KAHLUA RASPBERRY CREAM TORTE 
CAKE:

1 (18.25 oz.) chocolate fudge cake mix with pudding
3 eggs
3/4 c. water
1/2 c. Kahlua
1/3 c. vegetable oil

FILLING:

2 c. fresh or frozen, thawed raspberries
1 1/2 (12 oz.) containers whipped topping, thawed (18 oz. total)
3 tbsp. Kahlua
Fresh mint (optional)

Preheat oven to 350 degrees. In a large mixer bowl, prepare cake mix according to package directions, using the first 5 ingredients. Pour batter into 2 greased and floured 9-inch round cake pans. Bake 25-35 minutes, or until cake tests done. Cool layers in pans 10 minutes, turn onto racks to cool.

Split cooled cake layers horizontally to make 4 layers. For filling, puree half the raspberries in blender or processor (reserve remaining berries for garnish).

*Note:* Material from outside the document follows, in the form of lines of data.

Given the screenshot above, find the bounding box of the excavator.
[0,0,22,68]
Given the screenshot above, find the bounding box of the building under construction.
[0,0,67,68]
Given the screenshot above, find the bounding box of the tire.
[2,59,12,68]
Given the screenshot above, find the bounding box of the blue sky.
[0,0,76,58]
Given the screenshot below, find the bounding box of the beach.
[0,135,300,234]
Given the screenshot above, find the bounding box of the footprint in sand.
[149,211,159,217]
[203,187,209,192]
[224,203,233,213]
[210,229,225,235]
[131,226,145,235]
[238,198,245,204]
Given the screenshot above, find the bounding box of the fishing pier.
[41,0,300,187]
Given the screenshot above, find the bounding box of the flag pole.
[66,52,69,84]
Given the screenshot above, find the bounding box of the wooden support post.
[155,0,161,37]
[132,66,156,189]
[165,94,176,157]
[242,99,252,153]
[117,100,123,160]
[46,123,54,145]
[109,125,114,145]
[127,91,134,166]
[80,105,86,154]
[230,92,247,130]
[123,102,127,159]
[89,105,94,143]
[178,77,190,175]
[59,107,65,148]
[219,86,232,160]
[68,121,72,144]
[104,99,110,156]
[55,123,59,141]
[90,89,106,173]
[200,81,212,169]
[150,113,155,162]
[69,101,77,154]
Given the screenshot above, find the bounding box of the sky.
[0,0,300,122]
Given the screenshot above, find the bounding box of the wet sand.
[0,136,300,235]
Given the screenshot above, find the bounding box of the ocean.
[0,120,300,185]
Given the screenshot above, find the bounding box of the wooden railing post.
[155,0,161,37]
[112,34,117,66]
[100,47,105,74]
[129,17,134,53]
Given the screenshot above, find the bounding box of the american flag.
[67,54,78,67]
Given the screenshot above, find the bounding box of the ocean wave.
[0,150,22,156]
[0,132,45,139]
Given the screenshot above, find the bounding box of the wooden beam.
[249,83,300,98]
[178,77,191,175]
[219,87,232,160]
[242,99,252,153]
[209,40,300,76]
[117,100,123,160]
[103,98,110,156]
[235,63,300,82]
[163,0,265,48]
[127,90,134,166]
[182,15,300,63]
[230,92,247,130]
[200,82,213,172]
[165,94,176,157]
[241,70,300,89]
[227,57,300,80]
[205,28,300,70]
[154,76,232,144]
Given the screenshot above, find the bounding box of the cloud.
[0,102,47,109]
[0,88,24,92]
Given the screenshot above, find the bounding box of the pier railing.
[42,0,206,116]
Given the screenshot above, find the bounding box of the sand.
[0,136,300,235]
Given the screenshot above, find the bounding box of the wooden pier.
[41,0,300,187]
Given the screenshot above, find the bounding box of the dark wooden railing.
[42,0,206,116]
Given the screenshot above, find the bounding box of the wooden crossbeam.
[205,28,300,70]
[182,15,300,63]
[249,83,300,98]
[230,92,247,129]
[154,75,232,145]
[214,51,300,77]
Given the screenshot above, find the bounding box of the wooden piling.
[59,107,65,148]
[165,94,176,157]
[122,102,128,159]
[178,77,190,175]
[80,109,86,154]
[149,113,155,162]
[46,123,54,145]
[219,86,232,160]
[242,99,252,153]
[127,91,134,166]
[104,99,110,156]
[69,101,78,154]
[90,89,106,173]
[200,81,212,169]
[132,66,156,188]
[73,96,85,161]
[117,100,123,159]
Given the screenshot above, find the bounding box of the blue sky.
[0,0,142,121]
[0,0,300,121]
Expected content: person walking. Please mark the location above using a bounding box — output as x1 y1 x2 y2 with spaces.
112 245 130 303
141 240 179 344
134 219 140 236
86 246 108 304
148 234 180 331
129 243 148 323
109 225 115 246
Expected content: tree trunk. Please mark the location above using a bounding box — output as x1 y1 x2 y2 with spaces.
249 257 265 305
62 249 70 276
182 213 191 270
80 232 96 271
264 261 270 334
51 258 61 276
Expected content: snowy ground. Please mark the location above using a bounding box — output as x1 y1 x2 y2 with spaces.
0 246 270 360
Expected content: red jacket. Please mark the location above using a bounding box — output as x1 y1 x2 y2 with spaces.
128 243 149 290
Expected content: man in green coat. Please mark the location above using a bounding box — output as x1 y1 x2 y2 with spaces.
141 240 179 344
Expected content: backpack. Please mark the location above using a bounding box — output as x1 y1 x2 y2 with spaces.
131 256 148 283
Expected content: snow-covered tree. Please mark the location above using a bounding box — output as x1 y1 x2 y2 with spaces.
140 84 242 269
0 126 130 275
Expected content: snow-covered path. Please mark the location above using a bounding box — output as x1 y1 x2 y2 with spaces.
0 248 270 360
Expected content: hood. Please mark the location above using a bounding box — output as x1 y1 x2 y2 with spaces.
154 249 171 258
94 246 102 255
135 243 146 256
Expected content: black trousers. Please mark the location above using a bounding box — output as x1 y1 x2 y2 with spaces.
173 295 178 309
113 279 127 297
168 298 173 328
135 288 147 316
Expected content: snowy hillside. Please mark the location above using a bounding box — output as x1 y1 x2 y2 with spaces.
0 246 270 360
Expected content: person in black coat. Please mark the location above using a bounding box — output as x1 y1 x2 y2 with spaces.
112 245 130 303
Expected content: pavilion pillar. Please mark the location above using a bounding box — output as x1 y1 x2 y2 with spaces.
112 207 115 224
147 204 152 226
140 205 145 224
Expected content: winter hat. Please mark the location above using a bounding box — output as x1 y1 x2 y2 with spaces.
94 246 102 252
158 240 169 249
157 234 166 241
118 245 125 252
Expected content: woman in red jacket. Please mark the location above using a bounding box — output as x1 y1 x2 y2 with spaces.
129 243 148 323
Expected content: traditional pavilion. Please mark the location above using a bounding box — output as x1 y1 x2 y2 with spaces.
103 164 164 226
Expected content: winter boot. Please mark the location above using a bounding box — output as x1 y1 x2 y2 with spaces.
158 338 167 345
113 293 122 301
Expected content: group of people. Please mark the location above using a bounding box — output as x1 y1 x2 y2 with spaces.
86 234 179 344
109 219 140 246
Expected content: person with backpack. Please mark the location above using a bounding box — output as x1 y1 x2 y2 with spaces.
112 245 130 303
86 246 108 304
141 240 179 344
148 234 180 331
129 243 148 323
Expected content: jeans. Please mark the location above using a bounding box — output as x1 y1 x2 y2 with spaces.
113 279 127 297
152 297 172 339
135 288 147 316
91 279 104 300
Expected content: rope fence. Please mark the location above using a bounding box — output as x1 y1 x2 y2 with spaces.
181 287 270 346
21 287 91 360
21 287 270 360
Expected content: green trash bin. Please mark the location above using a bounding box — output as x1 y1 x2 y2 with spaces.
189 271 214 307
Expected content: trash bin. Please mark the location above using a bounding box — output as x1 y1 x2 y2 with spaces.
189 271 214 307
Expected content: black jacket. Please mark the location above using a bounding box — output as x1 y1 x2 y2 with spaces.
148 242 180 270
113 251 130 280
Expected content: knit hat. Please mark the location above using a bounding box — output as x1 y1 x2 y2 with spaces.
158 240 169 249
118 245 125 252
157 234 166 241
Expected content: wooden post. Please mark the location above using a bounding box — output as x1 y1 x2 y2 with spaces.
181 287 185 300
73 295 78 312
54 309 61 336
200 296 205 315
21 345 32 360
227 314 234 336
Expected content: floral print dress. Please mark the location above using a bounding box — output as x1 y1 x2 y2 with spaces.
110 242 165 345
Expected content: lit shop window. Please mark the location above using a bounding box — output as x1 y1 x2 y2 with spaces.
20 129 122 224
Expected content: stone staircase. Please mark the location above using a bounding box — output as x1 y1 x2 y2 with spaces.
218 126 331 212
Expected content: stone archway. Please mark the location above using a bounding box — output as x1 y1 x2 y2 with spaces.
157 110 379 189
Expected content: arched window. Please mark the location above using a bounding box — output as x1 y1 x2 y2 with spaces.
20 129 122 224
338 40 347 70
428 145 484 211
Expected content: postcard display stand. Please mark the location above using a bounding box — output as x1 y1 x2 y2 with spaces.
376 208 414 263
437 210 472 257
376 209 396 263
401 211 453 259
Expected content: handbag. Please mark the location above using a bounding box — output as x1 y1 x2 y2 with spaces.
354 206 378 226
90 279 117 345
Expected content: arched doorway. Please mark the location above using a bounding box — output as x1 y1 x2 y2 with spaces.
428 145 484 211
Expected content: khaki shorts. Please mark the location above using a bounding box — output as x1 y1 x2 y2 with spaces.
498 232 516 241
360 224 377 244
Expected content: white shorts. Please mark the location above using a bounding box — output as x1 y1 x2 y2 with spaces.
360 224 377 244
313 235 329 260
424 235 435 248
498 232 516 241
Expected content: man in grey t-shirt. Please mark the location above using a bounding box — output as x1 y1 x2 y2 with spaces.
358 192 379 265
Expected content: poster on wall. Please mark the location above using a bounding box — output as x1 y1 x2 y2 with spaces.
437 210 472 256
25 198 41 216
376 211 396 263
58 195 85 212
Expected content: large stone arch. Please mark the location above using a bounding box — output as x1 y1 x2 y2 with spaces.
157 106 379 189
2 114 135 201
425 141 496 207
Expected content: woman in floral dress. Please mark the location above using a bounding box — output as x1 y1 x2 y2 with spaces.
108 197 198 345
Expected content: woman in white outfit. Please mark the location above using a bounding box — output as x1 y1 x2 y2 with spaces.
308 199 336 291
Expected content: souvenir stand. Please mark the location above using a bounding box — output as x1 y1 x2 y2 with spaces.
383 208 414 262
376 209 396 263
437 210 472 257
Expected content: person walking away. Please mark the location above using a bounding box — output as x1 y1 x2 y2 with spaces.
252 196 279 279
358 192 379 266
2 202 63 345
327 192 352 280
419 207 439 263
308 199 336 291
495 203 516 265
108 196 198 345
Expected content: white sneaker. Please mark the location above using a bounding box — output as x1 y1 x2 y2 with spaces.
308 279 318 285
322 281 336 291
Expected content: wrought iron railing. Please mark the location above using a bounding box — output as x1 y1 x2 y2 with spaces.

In a large bowl, stir together whipped topping and 3 tablespoons Kahlua until blended. Divide mixture in half (reserve half for cake frosting). Stir raspberry puree into remaining half of topping to make "raspberry cream."

Place 1 cake layer on serving plate. Spread 1/3 raspberry cream over, alternating cake layers and cream. Spread reserved Kahlua whipped topping mixture over top and sides of cake, and garnish with reserved raspberries and mint leaves. Chill until serving time.